# cuDF API

## NVIDIA RAPIDS cuDF for GPU-Accelerated Data Processing

This notebook provides a comprehensive exploration of NVIDIA's RAPIDS cuDF library, focusing on its powerful GPU-accelerated data processing capabilities for financial time series analysis. Using Bitcoin price data as our example dataset, we demonstrate how cuDF can significantly enhance performance for data-intensive operations.

### Core Functionality Covered:

- **GPU-Accelerated DataFrame Operations**: Leveraging NVIDIA GPUs for high-speed data manipulation
- **Time Series Processing**: Implementing financial technical indicators with rolling window operations
- **Interoperability**: Seamless conversion between cuDF and pandas for a complete workflow
- **Performance Optimization**: Techniques for maximizing GPU processing efficiency
- **Real-time Data Analysis**: Strategies for processing streaming financial data

### References and Resources:

#### Official Documentation
- **RAPIDS cuDF Documentation**: [Official cuDF API Reference](https://docs.rapids.ai/api/cudf/stable/)
- **Getting Started Guide**: [RAPIDS API Documentation](https://docs.rapids.ai/install/)
- **RAPIDS GitHub Repository**: [rapidsai/cudf](https://github.com/rapidsai/cudf)

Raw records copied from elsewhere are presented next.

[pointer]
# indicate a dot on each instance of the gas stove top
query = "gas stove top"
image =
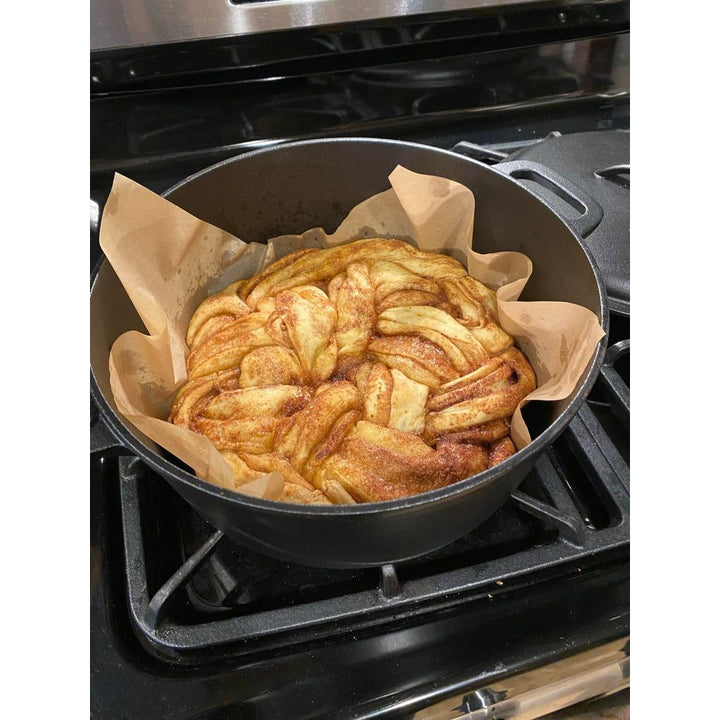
(186, 624)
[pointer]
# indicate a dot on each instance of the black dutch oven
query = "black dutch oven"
(289, 188)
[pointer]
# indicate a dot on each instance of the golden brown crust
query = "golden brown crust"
(365, 372)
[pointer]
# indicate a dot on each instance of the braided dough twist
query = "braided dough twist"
(365, 372)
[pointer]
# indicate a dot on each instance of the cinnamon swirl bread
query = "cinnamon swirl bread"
(365, 372)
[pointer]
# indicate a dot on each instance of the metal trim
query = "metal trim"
(129, 23)
(593, 673)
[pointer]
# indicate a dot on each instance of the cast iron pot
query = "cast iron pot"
(288, 189)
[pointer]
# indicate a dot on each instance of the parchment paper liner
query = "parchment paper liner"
(169, 261)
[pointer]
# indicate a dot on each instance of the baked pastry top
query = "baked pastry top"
(364, 372)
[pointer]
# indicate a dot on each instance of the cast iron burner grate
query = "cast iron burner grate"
(196, 596)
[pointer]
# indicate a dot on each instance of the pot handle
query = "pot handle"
(591, 213)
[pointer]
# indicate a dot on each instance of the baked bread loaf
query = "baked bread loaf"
(365, 372)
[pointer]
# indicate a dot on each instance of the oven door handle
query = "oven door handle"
(591, 212)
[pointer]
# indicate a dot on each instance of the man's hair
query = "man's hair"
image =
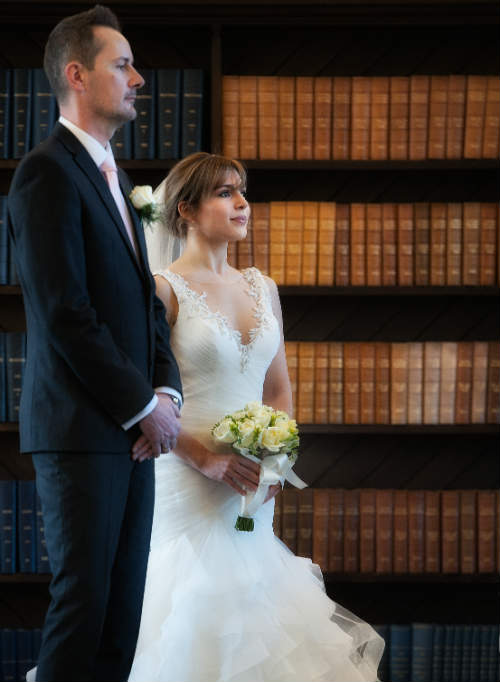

#### Project Documentation
- **Detailed API Guide**: See `notebook/cudf.API.md` for a comprehensive overview
- **Data Source**: [CoinGecko API Documentation](https://www.coingecko.com/en/api/documentation)

#### Academic References
- Raschka, S., Patterson, J., & Nolet, C. (2020). Machine Learning in Python: Main developments and technology trends in data science, machine learning, and artificial intelligence. *Information*, 11(4), 193.
- Harris, C.R., Millman, K.J., van der Walt, S.J. et al. (2020). Array programming with NumPy. *Nature*, 585, 357–362.

In [None]:
import os
import sys
import time
import pandas as pd
import numpy as np
import plotly.graph_objects as go
from datetime import datetime, timedelta
from dotenv import load_dotenv
import sklearn
import sklearn.linear_model
import sklearn.preprocessing
from sklearn.linear_model import LinearRegression
from sklearn.preprocessing import StandardScaler

# Add the parent directory to sys.path.
sys.path.append('..')
from utils.cudf_utils import (
    fetch_bitcoin_price, fetch_historical_data, add_to_dataframe,
    compute_moving_averages, compute_volatility, compute_rate_of_change,
    compute_rsi, plot_bitcoin_data, save_to_csv, load_from_csv
)

# Load environment variables.
load_dotenv()

# Import cuDF.
import cudf

## 1. Fetching Historical Bitcoin Data

Let's fetch some historical Bitcoin price data from the CoinGecko API.

In [None]:
# Fetch 90 days of historical data.
days = 90
print(f"Fetching {days} days of historical Bitcoin price data...")

# Start timing.
start_time = time.time()

# Fetch data.
historical_data = fetch_historical_data(days=days)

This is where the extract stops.